I don't mind snakes at all and enjoy watching them or at times pick them up. But if I ran into something like that I would be going the other way fast.LOL


----------



## Startingover (Apr 18, 2012)

They said on the news that our freezing temps, which we have more often now in the winter, are helping to kill off some of the big snakes, not native to here.


----------



## joecaption (Nov 30, 2011)

To be that long it must have been an anaconda. 
If using moth balls makes you feel better, fine. There only thought to be effective on a very few types of snakes and only if by chance they crawl over them.
Put them in a HD plastic bag and smash them and pore it out as a powder. 
A bunch of big round balls does nothing.
Making sure to seal up every way for them to get in, getting rid of bird feeders that hold seed, sealing up and livestock feed will help.
Snakes do not eat feed but they sure eat mice, birds and rats that do.


----------



## Startingover (Apr 18, 2012)

One of these was crossing the road in front of me once. More recently hiking in Ocala alone I heard dried weeds rustling and across this path was a yellow Burmese python so big I may not have been able to put my 2 hands around it. I ran very fast.


----------



## Davejss (May 14, 2012)

That's exactly why shotguns were invented! If I saw that thing in my yard there would be a stain on the lawn and snake meat in the grill.


----------



## Startingover (Apr 18, 2012)

oh yum.

I've eaten a lot of things, but not snake meat.


----------



## oh'mike (Sep 18, 2009)

There must be a market for snake skins----boots and purses and hat bands.


----------



## chrisn (Dec 23, 2007)

joecaption said:


> To be that long it must have been an anaconda. :no:
> If using moth balls makes you feel better, fine. There only thought to be effective on a very few types of snakes and only if by chance they crawl over them.
> Put them in a HD plastic bag and smash them and pore it out as a powder.
> A bunch of big round balls does nothing.
> ...


 
black racers get up to 5 feet, that snake is NOT an anaconda( way too skinny)


----------



## ToolSeeker (Sep 19, 2012)

We are getting a lot of pythons and Boa's that get that big but they are usually bigger around also. A lot of people get them for pets then they get too big or they get tired of them and turn them loose. And yea starting over here in central Fl. The first frost or freeze will kill them. That is why the biggest problem is from the everglades and south around Miami.


----------



## Startingover (Apr 18, 2012)

toolseeker,

I was on the Marjorie Rawlings 'Yearling' trail in Ocala when I saw the big yellow snake. 

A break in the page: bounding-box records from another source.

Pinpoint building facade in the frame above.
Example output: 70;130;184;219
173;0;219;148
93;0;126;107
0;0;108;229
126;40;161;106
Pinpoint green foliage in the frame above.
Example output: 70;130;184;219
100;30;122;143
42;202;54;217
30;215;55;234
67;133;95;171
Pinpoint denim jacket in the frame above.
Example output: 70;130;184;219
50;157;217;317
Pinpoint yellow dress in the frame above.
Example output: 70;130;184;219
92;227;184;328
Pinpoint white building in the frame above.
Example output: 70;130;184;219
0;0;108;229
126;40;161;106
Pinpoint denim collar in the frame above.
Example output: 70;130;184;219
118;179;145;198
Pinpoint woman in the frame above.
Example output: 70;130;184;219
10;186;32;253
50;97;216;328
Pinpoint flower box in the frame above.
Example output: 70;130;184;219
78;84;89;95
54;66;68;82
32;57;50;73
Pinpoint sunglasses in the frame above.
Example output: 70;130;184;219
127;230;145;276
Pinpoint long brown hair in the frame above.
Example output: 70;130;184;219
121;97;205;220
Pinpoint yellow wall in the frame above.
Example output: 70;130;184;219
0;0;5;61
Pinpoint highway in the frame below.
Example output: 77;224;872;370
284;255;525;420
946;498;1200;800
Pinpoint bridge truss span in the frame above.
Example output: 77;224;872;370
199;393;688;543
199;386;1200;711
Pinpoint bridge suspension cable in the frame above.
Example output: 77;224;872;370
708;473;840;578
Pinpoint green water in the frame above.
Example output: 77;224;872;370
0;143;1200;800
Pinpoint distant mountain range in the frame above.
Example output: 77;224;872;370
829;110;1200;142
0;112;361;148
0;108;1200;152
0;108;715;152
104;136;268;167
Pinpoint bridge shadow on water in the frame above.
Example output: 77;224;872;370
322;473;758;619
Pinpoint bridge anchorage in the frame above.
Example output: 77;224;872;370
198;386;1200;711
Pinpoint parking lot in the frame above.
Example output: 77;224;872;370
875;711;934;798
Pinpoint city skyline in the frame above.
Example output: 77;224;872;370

Did you read how disappointing the snake hunt was last yr down in the Everglades? They didn't get nearly as many as they expected and aren't sure if maybe the estimated numbers are actually lower than experts say.

The big brown one that was crossing the road in front of me, (like the one in this photo) was when I lived down in Vero Beach, Indian River county. I also had a mangy bobcat stroll past my back door one day. I started to go out the door and he was just a few feet away and turned his head and gave me a half hearted snarl and moseyed on his way.


----------



## creeper (Mar 11, 2011)

Startingover said:


> In case you think I'm overly squeamish about snakes in my yard, here's a photo some guy took about 100 miles south of me. Yes, I've seen them this long. This snake looks like he's checking traffic so he can cross the road. So far, the recommendation to put moth balls around the area where my snake was hanging out may have worked.
> View attachment 77338


There is nothing squeamish about not liking a serpent that size lurking about the neighbourhood.

I'm squeamish looking at the picture from all the way over here. I hope this thread doesn't set Two knots back in her recovery process.


----------



## Startingover (Apr 18, 2012)

After seeing a big barred owl fly low over my yard one night, plus the hawk who sat near my front door munching on something, and the racoons, and the possum, there are many nights, as I'm going to sleep, I hear noises outside but no way am I going to peek outside. I don't want to know what's out there.


----------



## creeper (Mar 11, 2011)

Good plan...but its a good job all those predators are hanging around. They will make short work of those old snakes...

As I told Two Knots...out of respect for your sanity I will NOT be posting that you tube video of the giant snake that can open doors..


----------



## Startingover (Apr 18, 2012)

creeper,

I SAW THAT VIDEO! Was the snake trained? (can snakes even be trained?) 

I wonder how their intelligence ranks compared to other animals?


----------